Pathophysiology and clinical features of HCM
HCM is known to have significant variability in disease course and adverse outcomes in both of its forms, obstructive (oHCM) and non-obstructive (nHCM). In the largest HCM registry to date [SHaRe (Sarcomeric Human Cardiomyopathy Registry)], mortality of younger patients with HCM (age 20–29) was at least 4-fold higher than the general population and 3-fold higher in older patients (age 50–69), indicating that HCM even with contemporary management has death that remains unmitigated and not yet completely preventable (9). Electrical arrhythmias including 20% with atrial fibrillation and 6% with ventricular arrhythmias were quite common as well, with implantable cardioverter-defibrillator (ICD) present in 21% of patients with HCM. Strikingly, 22% of patients developed New York Heart Association (NYHA) III/IV heart failure (HF), especially if diagnosed before the age of 40, and more than 80% of those with HF had left ventricular ejection fraction (LVEF) > 55%. Indeed, HF with preserved ejection fraction and atrial fibrillation were the most common outcomes in HCM patients in this large cohort. A prospective study of 225 patients with nHCM suggested that a 5-year mortality was similar to age-matched and sex-matched general US population (10). However, these patients showed at least a 10% risk of developing NYHA III/IV HF over a median follow-up of 6.5 years. Similar to SHaRe, about 3% of patients developed end-stage heart disease requiring transplantation, even though none had oHCM. Indeed, the progression to left ventricular systolic dysfunction (LVSD) with LVEF < 50% has been documented to occur in 8% of patients with 11% of these patients progressing to cardiac transplant and 2% progressing to left ventricular assist device (LVAD) implantation, a total need for advanced therapy of 13% compared to < 1% of the patients without LVSD (11). The progression of nHCM in HF and arrhythmias does demonstrate overall that HCM structural remodeling of the ventricle and of the atria even without LVOTO remains a significant issue driving disease-related morbidities. Similarly, an HCM imaging registry demonstrating that profound cardiac structural changes with hypertrophy and fibrosis [50% had at least some late gadolinium enhancement (LGE)] in even the milder forms of HCM suggests a need to focus on remodeling as a significant feature driving outcomes of disease from an early stage (12).

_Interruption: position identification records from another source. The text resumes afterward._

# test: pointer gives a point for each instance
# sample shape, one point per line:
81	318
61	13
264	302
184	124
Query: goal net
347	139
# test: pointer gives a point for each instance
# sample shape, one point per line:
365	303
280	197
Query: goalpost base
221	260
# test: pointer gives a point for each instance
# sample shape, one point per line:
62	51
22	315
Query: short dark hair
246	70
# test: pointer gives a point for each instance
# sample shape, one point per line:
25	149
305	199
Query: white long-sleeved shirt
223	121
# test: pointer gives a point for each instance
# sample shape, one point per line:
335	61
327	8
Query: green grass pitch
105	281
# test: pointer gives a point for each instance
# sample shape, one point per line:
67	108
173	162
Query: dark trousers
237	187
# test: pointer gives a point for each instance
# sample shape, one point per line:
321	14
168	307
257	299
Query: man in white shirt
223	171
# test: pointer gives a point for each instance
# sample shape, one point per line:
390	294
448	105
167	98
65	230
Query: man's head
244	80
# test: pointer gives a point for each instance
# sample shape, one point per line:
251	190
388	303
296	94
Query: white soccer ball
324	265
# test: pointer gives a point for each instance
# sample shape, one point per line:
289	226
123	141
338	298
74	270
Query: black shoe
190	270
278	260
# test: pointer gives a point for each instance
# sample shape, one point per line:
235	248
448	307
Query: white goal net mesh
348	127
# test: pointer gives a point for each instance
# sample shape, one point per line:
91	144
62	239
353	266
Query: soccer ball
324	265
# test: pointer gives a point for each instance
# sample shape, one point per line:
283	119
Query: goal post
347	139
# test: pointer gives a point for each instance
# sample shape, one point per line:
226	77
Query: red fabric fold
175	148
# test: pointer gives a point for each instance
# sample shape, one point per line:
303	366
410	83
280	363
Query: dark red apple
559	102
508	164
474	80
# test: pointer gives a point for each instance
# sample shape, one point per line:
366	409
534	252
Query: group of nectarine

The underlying pathophysiology driving HCM cardiac remodeling is complex but must be grounded in an initial understanding of the proximal etiology of HCM. At this time, the mechanisms driving non-sarcomeric HCM remain poorly elucidated, even though sarcomeric mutations than can be linked in a Mendelian fashion to about 40–50% of HCM. However, recent work notes that some HCM may be complex polygenic phenotype with non-sarcomeric disease modifying genes as well as modifiable risk factors such as diastolic blood pressure (13). Lastly, syndromic disease including HCM phenocopies are not at all fully understood but may differ profoundly in their mechanisms (14). Several important observations could be made from a wealth of studies that have accumulated over the last 30 years using biophysical, biochemical, and animal models of disease (15), specifically that HCM-linked sarcomeric mutations tend to increase myofilament calcium sensitivity, increase the crossbridge duty cycle, and increase energy cost of tension generation, leading to a hypercontractile state in cardiac muscle (3–7, 16–36).
Recent translational investigations, for instance, using proteomics and transcriptomics have started to reveal pathways upregulated that could account for hypertrophy and fibrosis in HCM, including ERK, MAPK, AMPK, TGF-β, amongst others (37). Such work further is corroborated by some human iPSC and animal models of disease that show direct linkages between molecular changes caused by genetic changes to the sarcomere and the upregulation of pathways leading to hypertrophy and fibrosis (38–40). These linkages are not fully explained at this time, but they do not necessarily correspond to a typical paradigm of afterload causing hypertrophy and fibrosis as in hypertensive heart disease and valvular heart disease (41, 42). The mechanobiology and mechanisms seem to be somewhat distinctive.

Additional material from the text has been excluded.